How Facebook Improves Customer Experiences with User Feedback
Mike Shaver, former Director of Engineering at Facebook, shares how the tech giant guides product decisions with user feedback.
When it comes to user feedback, Facebook is challenged with the opportunity of scale; there are literally billions of people who interact with the product whose session data can teach designers how user behaviour is changing.
Regardless of how many users your product has, each and every one of them have feedback about what they love and would like to change about their experience inside the product.
Mike Shaver, the former director of engineering, shared with us two techniques that Facebook uses to seek and implement design feedback to guide its product development and improve the customer experience.
1. Identify Ambient Sources of User Feedback
As you scale, it’s important to always be finding ways to turn unstructured data into an actionable input to your product development process.
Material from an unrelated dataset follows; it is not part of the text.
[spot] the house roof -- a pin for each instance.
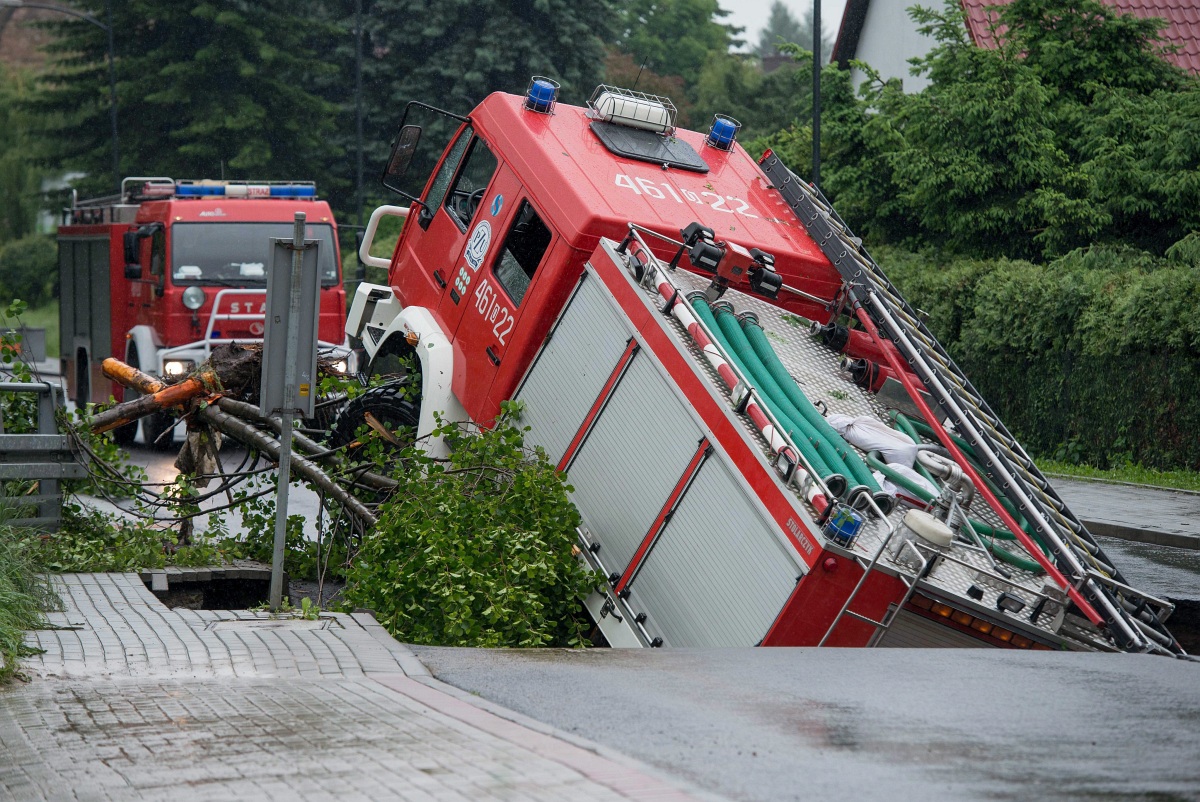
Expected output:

Spending time to think about what valuable data you could try to hunt down will contribute to better product design decisions in the long run.
For example, there are over 1800 reviews for Facebook in the App Store alone, indicating that it’s a rich resource for user feedback. However, the star review system can’t be completely trusted. Mike says that it’s common to see someone accompany a glowing review with one star because it would expose the review to a bigger audience. Not only that, but looking at just numeric star ratings won’t give you actionable feedback.
Scraping the App Store and Google Play Store for review feedback is a worthwhile activity to help you get detailed feedback. Running through clustering algorithms, to see for example that most people were worried about photo performance, sends a concrete signal to product teams.
Using these signals, your team can build a global list of requests that will help them prioritize work. Understanding which problems are affecting 30M vs 5M people will make sure your team is focusing their time on the projects that will have the biggest impact.
2. Experiment to Understand Tradeoffs and Align Choices with the Product Goal
Every design change makes something better and something worse, so experimenting will help you identify what trade-offs you are making. To implement feedback from experiments, Facebook uses their systematic approach to data and metrics to inform decisions. The key to the experimentation process is how you start it:
“You must frame experiments as questions, not assertions.”
Instead of entering your test stating that “making Messenger into its own app will increase messaging frequency”, approach it by asking “will making Messenger into its own app increase messaging frequency?” Framing it like that will make your team more likely, to be honest about the results and feel safe discussing them without hedging.
Mike also stresses that experimentation is only valuable if the information you learned from it affects future behaviour. Once an experiment is conducted, the outcome needs to be disseminated to the rest of the team so they can take it into consideration as they run more experiments and create new products and features in the future.
“Products like Taplytics where you can run a test, learn an answer, and decide whether you want to keep your product in that state or not are super valuable”
You don’t need to be as big as Facebook to seek user feedback in as many forms as possible. Embrace scale as a challenge and opportunity to improve your customer experience by creating a product that satisfies your users’ needs and puts their feedback into consideration.